Der Landrat des Wartburgkreises, Dr. Michael Brodführer, sprach den Frauen seine große Wertschätzung aus: „Sie sind Antrieb und Motor der sozialen und kulturellen Entwicklung in ihren Orten und damit wichtige Multiplikatorinnen für unsere regionale Identität im Wartburgkreis.“ Und das leben die Frauen vor. Die Zeiten, als Landfrauen nur die Dorffeste organisierten, sind vorbei. Heute schmunzeln sie über diese längst vergangene Zeit.

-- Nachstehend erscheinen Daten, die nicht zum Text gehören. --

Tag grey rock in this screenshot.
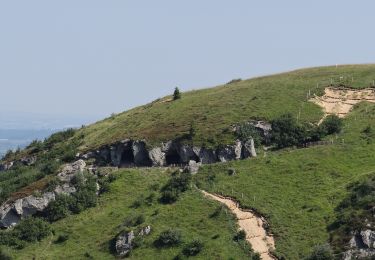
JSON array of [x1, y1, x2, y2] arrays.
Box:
[[57, 159, 86, 182], [217, 145, 236, 162], [20, 156, 36, 166], [234, 140, 242, 160], [197, 147, 218, 164], [54, 183, 77, 195], [148, 147, 167, 166], [133, 141, 152, 166], [0, 204, 21, 228], [116, 231, 135, 256], [186, 160, 202, 174], [138, 226, 151, 236], [242, 138, 257, 158]]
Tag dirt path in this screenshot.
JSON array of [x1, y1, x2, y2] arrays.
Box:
[[202, 191, 276, 260], [310, 87, 375, 123]]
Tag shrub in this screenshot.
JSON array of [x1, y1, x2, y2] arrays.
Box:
[[13, 217, 51, 242], [44, 194, 73, 222], [320, 115, 343, 135], [271, 114, 307, 148], [0, 248, 13, 260], [182, 239, 203, 256], [173, 87, 181, 100], [234, 229, 246, 241], [55, 234, 69, 244], [155, 229, 182, 247], [307, 244, 334, 260], [236, 123, 262, 146], [160, 172, 191, 203]]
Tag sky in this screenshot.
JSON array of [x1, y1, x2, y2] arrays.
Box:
[[0, 0, 375, 128]]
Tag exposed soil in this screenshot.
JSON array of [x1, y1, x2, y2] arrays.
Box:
[[202, 191, 276, 260], [310, 87, 375, 121]]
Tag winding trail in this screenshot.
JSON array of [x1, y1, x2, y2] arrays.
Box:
[[310, 87, 375, 124], [201, 190, 276, 260]]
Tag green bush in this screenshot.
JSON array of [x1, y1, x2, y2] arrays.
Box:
[[233, 229, 246, 241], [44, 194, 73, 222], [182, 239, 203, 256], [320, 115, 343, 135], [155, 229, 182, 247], [160, 172, 191, 203], [236, 123, 262, 146], [307, 245, 334, 260], [271, 114, 307, 148], [173, 87, 181, 100], [12, 217, 51, 242]]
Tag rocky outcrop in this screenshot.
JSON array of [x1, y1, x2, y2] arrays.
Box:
[[80, 140, 256, 167], [0, 160, 86, 228], [116, 226, 151, 257], [343, 229, 375, 260], [185, 160, 202, 174], [0, 162, 14, 172]]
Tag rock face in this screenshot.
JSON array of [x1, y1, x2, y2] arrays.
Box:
[[0, 160, 86, 228], [343, 229, 375, 260], [80, 140, 256, 167]]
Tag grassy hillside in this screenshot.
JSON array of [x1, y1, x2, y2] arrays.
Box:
[[197, 104, 375, 259], [77, 65, 375, 150], [11, 169, 258, 259], [0, 65, 375, 259]]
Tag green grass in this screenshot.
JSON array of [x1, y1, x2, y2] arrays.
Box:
[[12, 169, 253, 259], [197, 103, 375, 259], [77, 65, 375, 150]]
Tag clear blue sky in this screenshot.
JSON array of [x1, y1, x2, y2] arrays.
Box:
[[0, 0, 375, 124]]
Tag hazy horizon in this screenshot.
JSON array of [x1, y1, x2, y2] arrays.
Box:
[[0, 0, 375, 128]]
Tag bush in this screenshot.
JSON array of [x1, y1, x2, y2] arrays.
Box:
[[70, 189, 97, 214], [320, 115, 343, 135], [155, 229, 182, 247], [55, 234, 69, 244], [236, 123, 262, 146], [234, 229, 246, 241], [160, 172, 191, 203], [307, 245, 334, 260], [271, 114, 307, 148], [44, 194, 73, 222], [13, 217, 51, 242], [182, 239, 203, 256], [0, 248, 13, 260], [173, 87, 181, 100]]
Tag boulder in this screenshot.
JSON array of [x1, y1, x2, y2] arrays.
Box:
[[242, 138, 257, 158], [234, 140, 242, 160], [54, 183, 77, 195], [133, 141, 152, 166], [217, 145, 236, 162], [138, 226, 151, 236], [20, 156, 36, 166], [57, 160, 86, 182], [0, 204, 21, 228], [116, 231, 135, 256], [148, 147, 167, 166], [185, 160, 202, 174], [197, 147, 218, 164]]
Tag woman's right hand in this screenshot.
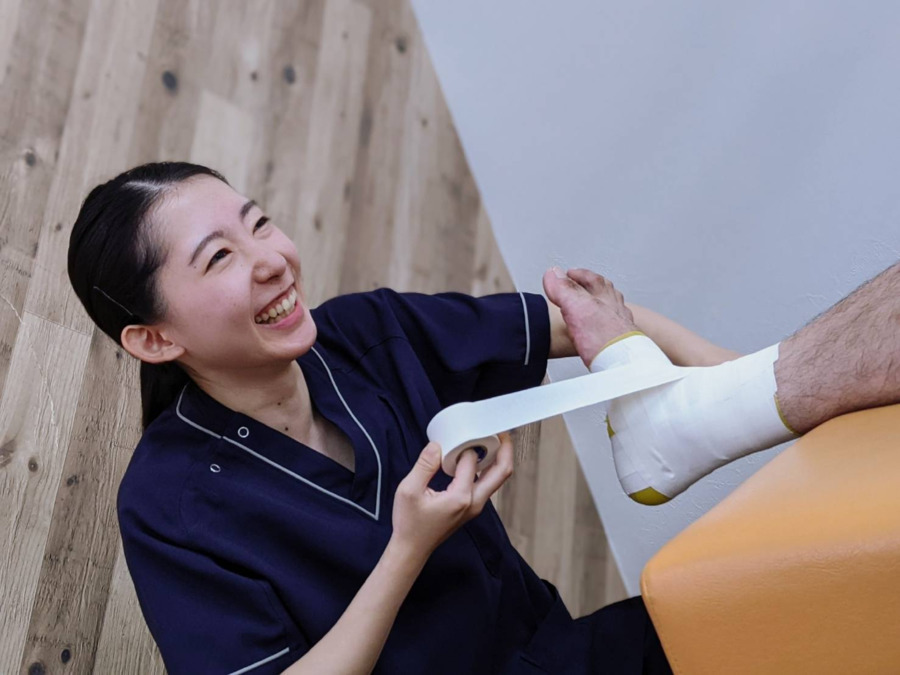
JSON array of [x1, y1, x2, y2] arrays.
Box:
[[393, 433, 513, 562]]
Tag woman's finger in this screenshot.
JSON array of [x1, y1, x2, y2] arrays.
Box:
[[447, 450, 478, 492], [472, 433, 514, 508]]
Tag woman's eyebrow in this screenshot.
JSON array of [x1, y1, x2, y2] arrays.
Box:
[[188, 199, 256, 267]]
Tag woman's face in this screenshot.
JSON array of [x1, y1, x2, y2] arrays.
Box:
[[149, 176, 316, 376]]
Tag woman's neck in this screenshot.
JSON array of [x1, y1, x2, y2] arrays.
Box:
[[194, 360, 313, 438]]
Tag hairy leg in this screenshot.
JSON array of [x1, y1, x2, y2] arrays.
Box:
[[775, 263, 900, 433]]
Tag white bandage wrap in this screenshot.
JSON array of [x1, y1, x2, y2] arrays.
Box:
[[590, 334, 796, 504]]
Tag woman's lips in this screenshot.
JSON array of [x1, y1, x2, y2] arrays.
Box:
[[256, 297, 304, 330]]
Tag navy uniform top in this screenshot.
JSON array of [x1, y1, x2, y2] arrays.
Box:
[[117, 289, 664, 675]]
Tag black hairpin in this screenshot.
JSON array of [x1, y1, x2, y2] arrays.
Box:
[[94, 286, 141, 320]]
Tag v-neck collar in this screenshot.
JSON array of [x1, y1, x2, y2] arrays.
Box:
[[175, 344, 383, 520]]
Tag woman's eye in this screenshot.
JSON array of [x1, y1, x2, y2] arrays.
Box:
[[206, 248, 228, 269]]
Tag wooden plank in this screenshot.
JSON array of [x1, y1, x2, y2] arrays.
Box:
[[22, 331, 141, 673], [295, 0, 372, 305], [0, 0, 87, 396], [0, 312, 90, 673], [127, 0, 209, 167], [94, 538, 166, 675], [338, 0, 415, 293], [190, 90, 256, 192], [241, 0, 324, 243], [25, 0, 162, 333]]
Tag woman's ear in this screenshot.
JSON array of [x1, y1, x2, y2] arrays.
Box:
[[120, 324, 184, 363]]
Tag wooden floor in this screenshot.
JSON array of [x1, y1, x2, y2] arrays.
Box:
[[0, 0, 625, 675]]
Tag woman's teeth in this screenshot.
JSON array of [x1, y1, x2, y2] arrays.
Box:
[[256, 288, 297, 323]]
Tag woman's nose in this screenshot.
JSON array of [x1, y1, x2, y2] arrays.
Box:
[[253, 244, 287, 282]]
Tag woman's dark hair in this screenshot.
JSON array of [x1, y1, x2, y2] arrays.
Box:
[[68, 162, 228, 429]]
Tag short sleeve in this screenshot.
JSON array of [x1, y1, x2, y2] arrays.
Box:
[[370, 289, 550, 406], [119, 513, 306, 675]]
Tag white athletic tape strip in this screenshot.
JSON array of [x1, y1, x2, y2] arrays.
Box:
[[426, 363, 690, 476]]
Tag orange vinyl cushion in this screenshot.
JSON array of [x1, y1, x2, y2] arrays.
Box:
[[641, 405, 900, 675]]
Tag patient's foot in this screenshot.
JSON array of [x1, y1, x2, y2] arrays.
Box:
[[544, 267, 637, 366], [590, 335, 795, 505]]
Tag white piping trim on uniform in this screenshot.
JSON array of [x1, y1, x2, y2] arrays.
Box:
[[228, 647, 290, 675], [175, 347, 381, 520], [311, 347, 381, 520], [519, 291, 531, 366]]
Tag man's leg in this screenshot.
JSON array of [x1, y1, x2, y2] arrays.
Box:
[[775, 263, 900, 433], [544, 264, 900, 504]]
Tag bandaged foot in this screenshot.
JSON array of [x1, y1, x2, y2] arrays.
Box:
[[590, 332, 797, 505]]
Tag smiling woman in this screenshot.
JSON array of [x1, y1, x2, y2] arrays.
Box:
[[69, 163, 668, 675]]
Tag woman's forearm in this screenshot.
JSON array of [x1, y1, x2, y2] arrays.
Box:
[[625, 302, 741, 366], [283, 537, 427, 675]]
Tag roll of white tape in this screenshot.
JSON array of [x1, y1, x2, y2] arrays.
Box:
[[426, 364, 691, 476]]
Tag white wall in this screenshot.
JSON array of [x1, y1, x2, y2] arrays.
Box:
[[413, 0, 900, 593]]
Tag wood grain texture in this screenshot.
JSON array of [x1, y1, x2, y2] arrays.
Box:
[[0, 0, 625, 675]]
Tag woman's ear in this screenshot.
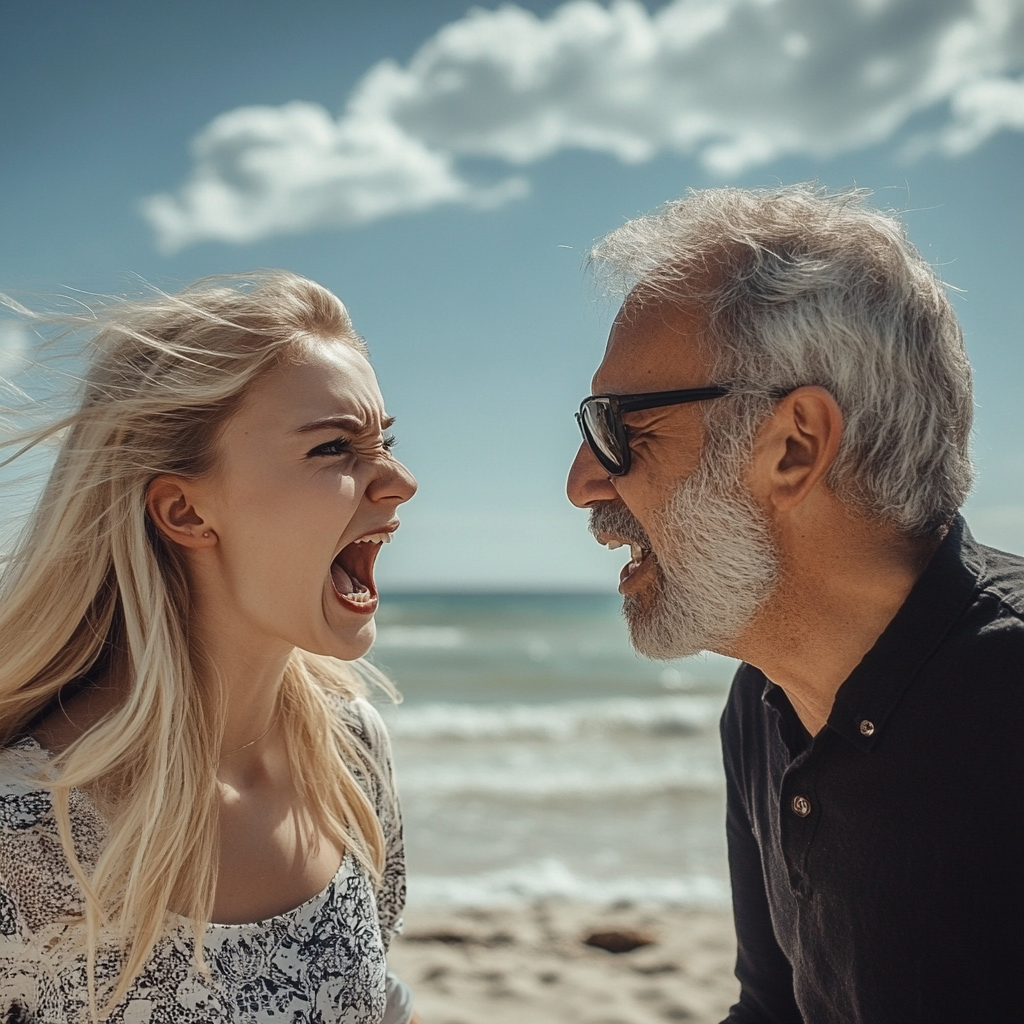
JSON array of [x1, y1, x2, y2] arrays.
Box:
[[145, 474, 217, 549], [750, 386, 843, 512]]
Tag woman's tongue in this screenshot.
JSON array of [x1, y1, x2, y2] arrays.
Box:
[[331, 544, 373, 597]]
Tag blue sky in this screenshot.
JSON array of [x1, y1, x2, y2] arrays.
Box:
[[0, 0, 1024, 589]]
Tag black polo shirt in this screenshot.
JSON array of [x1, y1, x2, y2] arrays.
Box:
[[722, 519, 1024, 1024]]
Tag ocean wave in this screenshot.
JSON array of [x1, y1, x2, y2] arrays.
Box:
[[374, 626, 467, 650], [401, 759, 724, 801], [409, 859, 729, 907], [388, 696, 721, 740]]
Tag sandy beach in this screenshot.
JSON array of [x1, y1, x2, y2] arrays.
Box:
[[389, 900, 737, 1024]]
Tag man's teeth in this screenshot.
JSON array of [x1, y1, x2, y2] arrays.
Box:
[[604, 540, 647, 562]]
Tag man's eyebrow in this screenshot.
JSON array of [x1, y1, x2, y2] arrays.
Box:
[[293, 416, 394, 434]]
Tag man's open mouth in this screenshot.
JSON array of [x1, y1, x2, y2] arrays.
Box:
[[331, 532, 391, 615], [604, 538, 651, 588]]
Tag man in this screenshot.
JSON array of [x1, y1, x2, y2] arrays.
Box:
[[568, 185, 1024, 1024]]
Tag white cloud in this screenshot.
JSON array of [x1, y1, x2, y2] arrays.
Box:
[[143, 0, 1024, 251]]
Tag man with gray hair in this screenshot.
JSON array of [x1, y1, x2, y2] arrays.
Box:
[[568, 185, 1024, 1024]]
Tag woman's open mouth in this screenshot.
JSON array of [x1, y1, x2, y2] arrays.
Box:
[[331, 531, 391, 615]]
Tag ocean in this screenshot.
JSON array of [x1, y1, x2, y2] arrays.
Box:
[[372, 594, 735, 906]]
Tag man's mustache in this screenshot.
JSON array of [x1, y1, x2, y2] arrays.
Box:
[[590, 502, 651, 550]]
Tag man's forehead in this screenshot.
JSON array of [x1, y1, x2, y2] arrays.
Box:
[[594, 296, 708, 394]]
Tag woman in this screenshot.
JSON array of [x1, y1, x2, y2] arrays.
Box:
[[0, 272, 416, 1024]]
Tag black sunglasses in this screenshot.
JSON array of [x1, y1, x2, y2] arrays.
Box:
[[577, 384, 731, 476]]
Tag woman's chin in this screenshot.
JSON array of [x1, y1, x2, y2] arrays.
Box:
[[322, 616, 377, 662]]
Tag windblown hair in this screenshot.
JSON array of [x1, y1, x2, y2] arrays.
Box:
[[0, 271, 393, 1017], [591, 184, 974, 537]]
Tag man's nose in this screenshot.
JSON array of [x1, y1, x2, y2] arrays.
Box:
[[565, 444, 618, 509], [368, 459, 419, 505]]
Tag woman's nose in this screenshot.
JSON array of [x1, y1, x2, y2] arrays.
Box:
[[369, 459, 419, 505]]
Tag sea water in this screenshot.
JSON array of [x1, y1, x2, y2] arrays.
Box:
[[373, 594, 735, 905]]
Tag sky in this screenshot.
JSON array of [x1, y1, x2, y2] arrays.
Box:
[[0, 0, 1024, 590]]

Sie lieben ihre Dörfer und die Heimat, begeistern sich für altes Handwerk, wollen, dass Traditionen heute geschätzt und gelebt werden. Keine Frage, dass dazu auch die traditionellen Dorffeste gehören.

Die 15 Ortsverbände im Wartburgkreis pflegen neben dem Erhalt traditioneller Fertigkeiten und Aktionen auch progressive und innovative Veranstaltungen und Aktionen. So werden Waschaktionen und Milchpartys für Schüler und Gruppen angeboten oder Seminare zu Themen wie Wirtschaftlichkeit und Selbstständigkeit durchgeführt. Fortbildungsveranstaltungen und Bildungsreisen gehören ebenso in die jährlichen Programme der Ortsverbände. Sie organisieren den Ernährungs-Führerschein für Grundschüler, Verbraucherberatungen auf dem Land, initiieren Blutspenden oder vertreiben regionale Produkte. Aber in den Dörfern können auch Jung und Alt voneinander lernen: vom Knopf annähen bis hin zum Alltagsenglisch, vom PC-Kurs über die Smartphone-Nutzung bis hin zum Umgang mit den sozialen Medien.

Die Landfrauen sprachen während des Treffens mit dem Landrat und der Gleichstellungsbeauftragten auch ihre aktuellen Sorgen und Nöte an. Die Mehrzahl der Ortsverbände kämpft mit der Herausforderung der Überalterung einerseits und Nachwuchssorgen andererseits. Sichtbarkeit und aktive gesellschaftliche Beteiligung in der Region sind ihnen besonders wichtig. Gerade die jungen Landfrauen suchen Vernetzung in Thüringen und darüber hinaus. Schließlich sind die Landfrauen mit 450.000 Mitgliedern im Deutschen LandFrauenverband das bundesweit größte Frauennetzwerk.